Police should not have been given the power to hand out COVID-19 fines up to £10,000 ($11,670), a British parliamentary committee has said.
The government said this level of fine was designed to act as a deterrent and to communicate the serious public health consequences of holding such an event.
“A £10,000 fine for a criminal offence is a penalty so large that only a court should issue it,” the committee said. “When a court issues a fine, it takes into account the financial circumstances of an individual; this is not the case with fixed penalty notices.”
The MPs acknowledged that “fixed penalty notices” have a role in the British legal system, for example for road traffic offences, but they said, “the context of new COVID-19 offences is different from many of these offences and curtailed freedoms considered fundamental in a democratic society.”
Committee chair Sir Robert Neill, a Conservative MP, said the new UK Health Security Agency should review the way in which the government used the criminal law during the pandemic.
He said the agency should examine the effectiveness of measures such as fixed penalty notices and “better understand whether their use was always appropriate and proportionate, and a model we should follow in the future.”
In the report, the MPs also noted “The high error rate of charges brought under the Coronavirus Act and the public health regulations,” which they said, “illustrates the importance of the need for future pandemic planning to consider the role of the criminal law.”
The committee cited evidence given by barrister Pippa Woodrow, who said 100 percent of the people who had been charged under the Coronavirus Act (approximately 250 people) had been wrongly prosecuted.

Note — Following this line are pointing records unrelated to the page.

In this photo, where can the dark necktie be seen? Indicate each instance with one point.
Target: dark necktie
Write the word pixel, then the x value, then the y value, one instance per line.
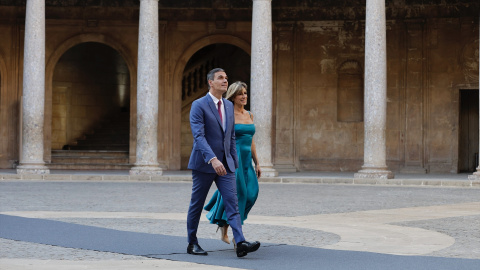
pixel 220 111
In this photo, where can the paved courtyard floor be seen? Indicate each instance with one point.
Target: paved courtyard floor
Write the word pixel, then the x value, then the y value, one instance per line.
pixel 90 224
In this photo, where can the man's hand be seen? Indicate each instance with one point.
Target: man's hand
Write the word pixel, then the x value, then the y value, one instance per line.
pixel 218 167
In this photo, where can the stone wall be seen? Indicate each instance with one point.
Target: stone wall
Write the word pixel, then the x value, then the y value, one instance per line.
pixel 316 82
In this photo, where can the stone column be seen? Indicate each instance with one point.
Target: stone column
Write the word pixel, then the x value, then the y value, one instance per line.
pixel 476 175
pixel 375 93
pixel 261 83
pixel 33 104
pixel 147 91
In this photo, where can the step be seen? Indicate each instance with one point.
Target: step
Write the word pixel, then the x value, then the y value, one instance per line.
pixel 119 147
pixel 86 166
pixel 89 160
pixel 90 153
pixel 102 141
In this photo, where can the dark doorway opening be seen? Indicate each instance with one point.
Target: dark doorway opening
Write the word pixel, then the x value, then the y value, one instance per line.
pixel 468 131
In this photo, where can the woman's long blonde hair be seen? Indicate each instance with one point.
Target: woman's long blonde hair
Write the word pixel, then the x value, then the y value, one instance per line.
pixel 234 89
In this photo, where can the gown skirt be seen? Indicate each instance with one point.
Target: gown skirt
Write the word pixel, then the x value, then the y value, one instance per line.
pixel 247 182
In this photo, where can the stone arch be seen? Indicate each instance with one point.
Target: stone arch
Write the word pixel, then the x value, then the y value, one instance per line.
pixel 49 72
pixel 176 92
pixel 350 92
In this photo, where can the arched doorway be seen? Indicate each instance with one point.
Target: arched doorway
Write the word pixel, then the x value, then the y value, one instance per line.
pixel 236 63
pixel 90 106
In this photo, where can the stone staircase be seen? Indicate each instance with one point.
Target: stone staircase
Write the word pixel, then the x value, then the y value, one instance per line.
pixel 104 148
pixel 89 160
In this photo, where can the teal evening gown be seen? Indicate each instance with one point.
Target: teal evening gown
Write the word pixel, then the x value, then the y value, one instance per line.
pixel 247 182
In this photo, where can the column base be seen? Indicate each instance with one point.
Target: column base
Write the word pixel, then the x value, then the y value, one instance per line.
pixel 269 172
pixel 146 170
pixel 32 169
pixel 376 173
pixel 412 169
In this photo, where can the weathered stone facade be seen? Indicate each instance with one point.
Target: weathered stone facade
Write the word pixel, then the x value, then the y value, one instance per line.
pixel 317 78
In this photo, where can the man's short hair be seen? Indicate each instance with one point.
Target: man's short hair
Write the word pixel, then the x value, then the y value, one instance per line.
pixel 211 75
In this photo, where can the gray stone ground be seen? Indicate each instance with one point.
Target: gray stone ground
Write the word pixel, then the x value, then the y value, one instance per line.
pixel 274 200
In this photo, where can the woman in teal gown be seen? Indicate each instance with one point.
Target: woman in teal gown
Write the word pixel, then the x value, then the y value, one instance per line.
pixel 246 174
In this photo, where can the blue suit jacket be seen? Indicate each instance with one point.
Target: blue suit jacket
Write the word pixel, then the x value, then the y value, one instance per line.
pixel 209 139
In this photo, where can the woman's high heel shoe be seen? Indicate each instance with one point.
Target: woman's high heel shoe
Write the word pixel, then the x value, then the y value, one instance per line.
pixel 224 236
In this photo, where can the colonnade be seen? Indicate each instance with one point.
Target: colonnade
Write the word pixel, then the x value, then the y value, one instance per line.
pixel 261 84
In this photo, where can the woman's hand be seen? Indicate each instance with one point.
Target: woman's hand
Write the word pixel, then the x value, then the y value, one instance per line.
pixel 258 171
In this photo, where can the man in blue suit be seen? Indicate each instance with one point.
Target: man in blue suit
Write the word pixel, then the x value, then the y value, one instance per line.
pixel 214 158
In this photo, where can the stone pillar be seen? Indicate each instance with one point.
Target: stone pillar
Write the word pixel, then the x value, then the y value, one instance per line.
pixel 476 175
pixel 33 104
pixel 375 93
pixel 261 83
pixel 147 91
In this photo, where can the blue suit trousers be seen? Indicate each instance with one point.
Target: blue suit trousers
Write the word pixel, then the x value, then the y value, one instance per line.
pixel 228 189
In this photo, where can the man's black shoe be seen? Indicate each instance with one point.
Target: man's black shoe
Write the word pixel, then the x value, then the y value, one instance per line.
pixel 246 247
pixel 196 249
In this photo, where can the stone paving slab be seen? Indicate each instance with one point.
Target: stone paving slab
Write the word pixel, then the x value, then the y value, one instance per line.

Campaign group Fair Trials told the committee that the error rate in the prosecutions was unacceptable and that these errors “are putting fundamental rights and justice at risk in this crisis and threatening trust in the criminal justice system.”
In response to the Justice Committee’s report, a government spokesperson said: “Our police forces faced unprecedented challenges carrying out the critical role of maintaining public order during the pandemic. The overwhelming majority of the public have played their part to control the virus but it is right that strong deterrents were in place for those breaching the rules most egregiously.”
The spokesperson said the government’s COVID-19 measures have been “proportionate and appropriate,” but said, “the government will respond to the Committee’s report in due course.”